I really hope Yamaha will not do so. When connecting a single device (Genos) to a host I really prefer one USB cable over two of them. Your mileage may vary.
Yamaha arrangers have 2 midi ports in order to allow to reproduce a midi file with the internal midi player (that could saturate 16 channels) and at the same time allow the user to play in real time above the midi file playback (another few midi channels needed) using the built-in keyboard.
In this use case midi in/out is never used.
The midi in is needed when you use the arranger as a sound module ("expander") driven by a PC (sequencer). In this use case 16 midi channels are usually more than enough. Especially if you consider that Genos & Co can only mix down all the incoming midi channels into a single analog audio stream, output trough the onboard speakers and/or analog audio jack.
Who realistically needs 32 input midi channels (= a jam of 32 different instruments) mixed together by the keyboard into a single audio stream?
To say it all, probably the few using the Genos & Co as an expander will only send a single channel at a time (and record back the audio into a DAW). When all the recordings are made, the final mix down is done into the DAW with all the bells and whistles it can offer (including a full stack of effects applicable separately to each channel).
Our software (
www.groovyband.live) on the other hand sends up to 16 channels altogether (8 accompaniment parts, 4 parts from the first manual, 4 parts from the second manual + pedalboard). And the result is crowded enough that you really do not need more. And anyway you will be limited by the sound generator polyphony (notes drop out) or DSP effects (audio quality).
So in my opinion a single
class compliant midi port is the way to go. I respect your opinion though. If you really need 2, then a second class compliant usb cable is an option. OR you could offer 2 ports on a single midi cable with a proprietary driver (for the very few who actually need 2 ports).

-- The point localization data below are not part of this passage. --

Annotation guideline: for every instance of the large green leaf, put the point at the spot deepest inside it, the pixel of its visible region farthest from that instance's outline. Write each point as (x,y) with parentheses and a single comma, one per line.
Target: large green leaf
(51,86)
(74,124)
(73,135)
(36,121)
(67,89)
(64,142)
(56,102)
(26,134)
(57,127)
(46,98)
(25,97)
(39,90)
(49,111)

Proprietary drivers have the bad habit of not being updated when the manufacturer goes out of business or when it has no more economic interest to support an old out of production product. As a matter of fact, products tend to out live their proprietary drivers.
And the world is full of perfectly usable devices whose drivers have been only updated to, say, Windows XP. And hence they must be scraped because they are useless on modern PCs.
To make things worse, Yamaha does NOT provide any driver for Android devices, which represent the vast majority of mobile devices out there, and certainly the future.
You can probably sell a 4k€ device to a ~70 years old wealthy man, asking him to install a 1990s proprietary driver in his old fashioned desktop PC. If you want to sell something to a millennial, to start with you cannot ask 4k€, and then it must connect hassle free to his smartphone.
If you fail to do that you are out of business. Period. And things happen fast (before 2008 the smartphone did not even exist!!). And if in 2020 you are still selling a product designed in the 1990s then there is a problem.
It is hard to be a "brick & mortar" XX century company selling electronic devices in a market where software, web, and interconnections are the king. The gigantic failure Yamaha incurred with their e-commerce web site when they wanted to offer a free download of their expansion packs says it all.
In any "digital" company the responsible of such an epic failure would have been court-martialed on the spot, and directly sent to the firing squad. But if you are brick & mortar you do not even see the failure, and hence do not even feel the need to apologize for that.